Slide background


U.S. Marine Corps Gunnery Sgt. Parrish Hall II, a native of Michigan and a UH-1Y Venom crew chief with Marine Light Attack Helicopter Squadron (HMLA) 167, fires a GAU-17A minigun during a flight over the coast of North Carolina, March 26, 2024. HMLA-167 conducted precision-guided munitions delivery to familiarize designated pilots and ordnance personnel with proper procedures for firing and handling multiple ordnance types. The live-fire training allowed HMLA-167 to enhance integration with the joint force while training in aviation operations in maritime-surface warfare. (U.S. Marine Corps photo by Lance Cpl. Orlanys Diaz Figueroa)
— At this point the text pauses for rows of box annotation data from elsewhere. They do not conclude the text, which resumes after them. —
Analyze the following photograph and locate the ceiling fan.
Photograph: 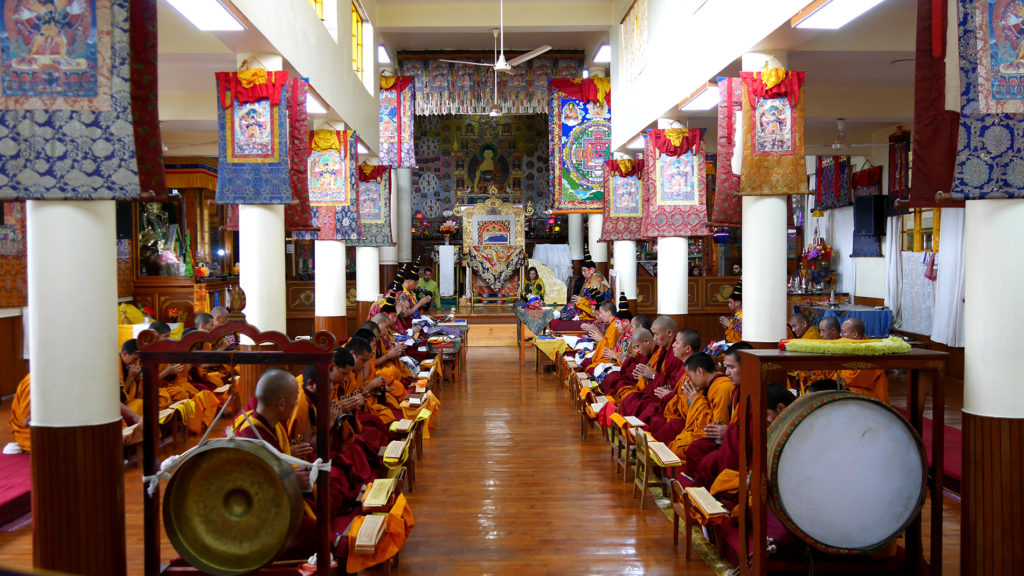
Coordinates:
[440,0,551,72]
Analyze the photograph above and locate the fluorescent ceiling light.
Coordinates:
[679,82,719,111]
[306,94,327,114]
[790,0,883,30]
[168,0,245,32]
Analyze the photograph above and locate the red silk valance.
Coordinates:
[739,72,804,108]
[216,70,288,108]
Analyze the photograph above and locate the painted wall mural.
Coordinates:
[413,114,551,218]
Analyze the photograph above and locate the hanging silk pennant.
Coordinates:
[946,0,1024,200]
[640,128,710,238]
[351,164,394,246]
[913,0,959,208]
[216,69,292,204]
[548,78,611,212]
[601,159,644,242]
[0,0,142,200]
[708,78,743,227]
[380,76,416,168]
[285,78,314,232]
[295,130,359,241]
[814,156,853,210]
[739,69,807,196]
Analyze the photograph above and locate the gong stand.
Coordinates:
[138,322,337,576]
[736,348,949,576]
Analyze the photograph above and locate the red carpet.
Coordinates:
[0,454,32,526]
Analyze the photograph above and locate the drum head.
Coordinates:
[769,393,926,552]
[164,440,302,576]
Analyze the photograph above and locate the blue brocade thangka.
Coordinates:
[0,0,139,200]
[217,83,292,204]
[952,0,1024,200]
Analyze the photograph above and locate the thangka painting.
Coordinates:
[549,79,611,212]
[640,128,709,238]
[739,69,807,196]
[601,159,644,242]
[379,76,416,168]
[950,0,1024,200]
[295,130,360,241]
[708,78,743,227]
[216,69,292,204]
[349,164,394,246]
[0,0,139,200]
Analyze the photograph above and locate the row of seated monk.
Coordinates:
[10,306,236,452]
[579,309,892,551]
[10,311,436,562]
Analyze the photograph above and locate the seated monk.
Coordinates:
[790,312,821,340]
[669,353,734,463]
[641,329,700,444]
[682,342,754,471]
[839,318,889,404]
[615,316,680,409]
[232,368,316,559]
[580,301,618,370]
[601,328,657,398]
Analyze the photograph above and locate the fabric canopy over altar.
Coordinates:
[398,52,583,116]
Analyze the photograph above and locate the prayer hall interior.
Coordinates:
[0,0,1024,576]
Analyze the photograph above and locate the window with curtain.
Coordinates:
[903,208,942,252]
[352,2,362,80]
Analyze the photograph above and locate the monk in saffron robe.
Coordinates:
[718,281,743,344]
[839,318,889,404]
[669,353,735,462]
[615,316,679,405]
[641,329,700,444]
[580,302,618,376]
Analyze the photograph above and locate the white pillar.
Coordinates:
[394,168,413,262]
[657,237,689,314]
[611,240,637,302]
[380,169,398,265]
[239,204,288,333]
[568,214,593,260]
[26,200,121,427]
[355,246,381,302]
[964,200,1024,418]
[741,52,790,342]
[587,214,608,262]
[313,240,346,317]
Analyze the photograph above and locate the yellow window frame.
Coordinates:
[902,208,942,252]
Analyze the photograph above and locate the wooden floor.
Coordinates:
[0,347,959,576]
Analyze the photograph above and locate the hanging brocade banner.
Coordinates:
[946,0,1024,200]
[600,159,644,242]
[379,76,416,168]
[708,78,743,227]
[216,69,292,204]
[739,69,807,196]
[548,78,611,212]
[0,0,145,200]
[285,78,314,232]
[398,52,583,116]
[640,128,710,238]
[295,130,359,241]
[814,156,853,210]
[349,164,394,246]
[913,0,959,208]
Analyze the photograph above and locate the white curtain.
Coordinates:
[886,216,905,328]
[932,208,964,347]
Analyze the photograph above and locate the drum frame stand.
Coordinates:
[736,348,949,576]
[138,322,337,576]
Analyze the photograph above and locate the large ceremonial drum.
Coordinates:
[768,392,927,553]
[164,439,303,576]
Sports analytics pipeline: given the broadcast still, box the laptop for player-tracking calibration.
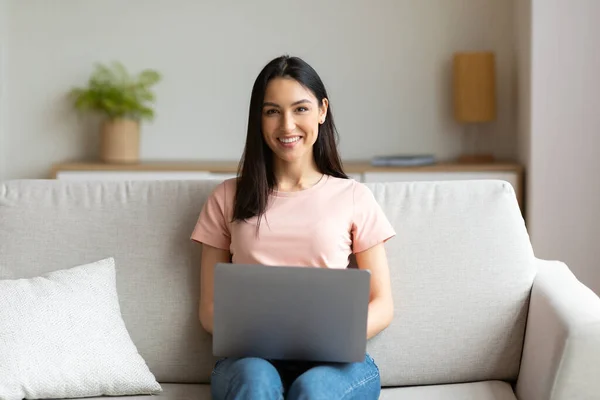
[213,263,371,362]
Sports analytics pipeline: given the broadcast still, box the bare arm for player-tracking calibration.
[199,243,231,333]
[356,243,394,339]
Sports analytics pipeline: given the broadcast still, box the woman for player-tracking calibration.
[192,56,395,399]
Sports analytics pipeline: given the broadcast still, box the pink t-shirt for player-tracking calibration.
[191,175,396,268]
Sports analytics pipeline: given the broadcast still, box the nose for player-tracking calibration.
[281,113,296,133]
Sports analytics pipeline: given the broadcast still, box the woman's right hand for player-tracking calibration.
[199,243,231,334]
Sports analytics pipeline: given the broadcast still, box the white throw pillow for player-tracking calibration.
[0,258,162,400]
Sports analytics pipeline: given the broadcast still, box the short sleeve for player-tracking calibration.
[352,182,396,253]
[191,182,231,250]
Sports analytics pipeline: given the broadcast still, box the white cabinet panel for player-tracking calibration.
[56,171,213,181]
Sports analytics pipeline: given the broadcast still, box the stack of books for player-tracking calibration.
[371,154,435,167]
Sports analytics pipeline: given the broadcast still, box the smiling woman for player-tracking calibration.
[192,57,395,399]
[233,56,348,225]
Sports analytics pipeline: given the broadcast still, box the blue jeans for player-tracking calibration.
[211,354,381,400]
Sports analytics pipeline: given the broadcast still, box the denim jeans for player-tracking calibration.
[211,354,381,400]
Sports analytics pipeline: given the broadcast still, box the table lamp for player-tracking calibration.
[453,52,496,163]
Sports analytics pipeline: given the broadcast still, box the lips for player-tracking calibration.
[277,136,300,144]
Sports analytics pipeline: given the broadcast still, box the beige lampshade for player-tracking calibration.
[453,52,496,122]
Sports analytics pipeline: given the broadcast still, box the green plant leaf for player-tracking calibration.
[71,62,161,120]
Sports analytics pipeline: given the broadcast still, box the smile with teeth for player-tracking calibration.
[279,136,300,143]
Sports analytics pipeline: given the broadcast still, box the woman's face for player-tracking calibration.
[262,78,328,162]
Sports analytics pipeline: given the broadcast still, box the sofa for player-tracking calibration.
[0,180,600,400]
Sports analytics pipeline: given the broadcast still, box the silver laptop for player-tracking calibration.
[213,263,371,362]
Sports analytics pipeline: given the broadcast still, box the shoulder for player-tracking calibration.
[209,178,237,205]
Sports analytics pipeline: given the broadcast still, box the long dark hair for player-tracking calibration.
[233,56,348,229]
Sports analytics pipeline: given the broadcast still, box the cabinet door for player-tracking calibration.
[364,171,519,191]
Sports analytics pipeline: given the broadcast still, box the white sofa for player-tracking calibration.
[0,180,600,400]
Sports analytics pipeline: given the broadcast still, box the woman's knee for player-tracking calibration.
[211,357,283,400]
[288,359,381,400]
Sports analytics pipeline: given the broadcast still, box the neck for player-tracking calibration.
[274,154,323,192]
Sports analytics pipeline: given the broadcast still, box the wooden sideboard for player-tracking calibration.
[51,161,524,208]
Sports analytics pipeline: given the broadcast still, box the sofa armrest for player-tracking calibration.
[516,259,600,400]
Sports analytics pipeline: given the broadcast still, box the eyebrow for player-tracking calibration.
[263,99,312,107]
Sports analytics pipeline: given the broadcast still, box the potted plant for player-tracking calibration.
[72,62,161,163]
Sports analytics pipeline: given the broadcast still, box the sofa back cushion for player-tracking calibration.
[0,180,534,386]
[367,181,535,385]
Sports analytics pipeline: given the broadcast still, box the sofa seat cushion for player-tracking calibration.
[380,381,517,400]
[75,383,211,400]
[70,381,517,400]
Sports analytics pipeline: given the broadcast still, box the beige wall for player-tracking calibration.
[522,0,600,293]
[3,0,516,178]
[0,0,8,181]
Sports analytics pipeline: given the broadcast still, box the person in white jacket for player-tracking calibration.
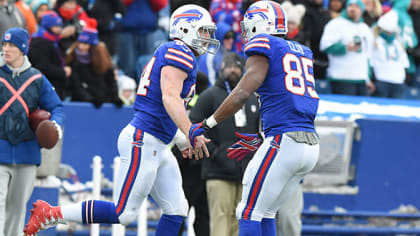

Skies Above North Carolina. (March 29, 2024): Vietnam veterans remember the courageous door gunners who protected them during numerous combat insertions. Manning the veritable M60 machine gun, door gunners “sprayed the trees” to clear enemy troops from the landing zone. Today, the door gunner’s job remains the same, but the firepower sure has changed. In this photo by Lance Corporal Orlanys Diaz, Marine Corps Gunnery Sergeant Parrish Hall II, a UH-1Y Venom crew chief with Marine Light Attack Helicopter Squadron 67, fires a GAU-17A minigun, the latest and most powerful light aircraft weapon.

In Vietnam, door gunners were hamstrung by the M60s rate of fire of only six hundred rounds per minute. These and other light machine guns became obsolete with the advent of jet aircraft and the need for a weapon with increased range, rate of fire, and projectile lethality.

Enter General Electric and its “Vulcan” GAU-17A, a six barrel electrically operated gatling gun that can be mounted on vehicles, helicopters, and boats. It has an incredible rate of fire up six thousand rounds per minute. The “Gatling” design is based on the multi-barreled rotary weapon invented by Richard J. Gatling in the 1880s. Instead of a hand crank, today’s “miniguns” use electric motors to power the barrels and the weapon is equipped with a ""high"" (4,000 rpm) and "low" (2,000 rpm) rate of fire selector switch. They are typically mounted in the doors/windows on helicopters for self-defense in landing zones.

The GAU-17 is currently in service on the UH-1N, H-3, and H-60 helicopters as well as a number of American Special Operations aircraft, helicopters, and boats.